Hospital pricing. Performance of hospital prices will provide more fodder for those concerned about hospital consolidation pushing prices up.  On the one hand, overall hospital prices rose an annualized 1.8 percent for May 2013, fractionally higher than the consumer price index (CPI) at 1.4 percent.  However, when one strips out the “administered price” portion (Medicaid and Medicare), hospital prices to privately insured patients rose 4.8 percent annualized in May, nearly five times rate of health prices as a whole.  Altarum suggests that cost shifting might explain this significant disparity.  However, even this increase to private patients was not enough to raise overall health costs significantly.

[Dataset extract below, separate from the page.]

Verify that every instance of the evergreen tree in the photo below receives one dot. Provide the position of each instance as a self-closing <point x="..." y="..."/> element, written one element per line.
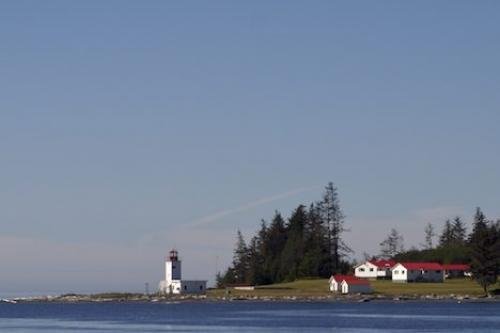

Government payment to hospitals has trended lower for multiple reasons.   Many state Medicaid plans have cut hospital rates in the past several years to help balance state budgets.  And in addition to the ACA’s mandated reductions in hospitals’ disproportionate share payments and DRG updates, the sequester took a significant further bite out of DRG payments during the winter.

Since most hospital contracts with private insurers are multi-year, it’s difficult to argue that compensating upward revisions in private health insurance contract rates would yet be reflected in national economic statistics.  Moreover, not all hospitals are part of systems capable of exerting pricing power on private health plans.  Have-not hospitals have had their prices constrained by payer contracts, compensating for the effect of leverage by market hegemons.  We’ll have more evidence in a year to confirm or disconfirm the cost shifting/pricing power hypothesis.

There’s another indicator of a tougher hospital pricing environment.  According to the Advisory Board’s Dan Diamond, hospital employment has actually contracted in one-quarter of the monthly jobs reports from the Bureau of Labor Statistics since January 2009, including a 6000 person force reduction in May, 2013.  On balance, hospital executives would much rather raise rates than lay off staff, so the fact that the nearly unbroken decades-long expansion of hospital headcounts is faltering suggests a very difficult pricing environment for hospital services.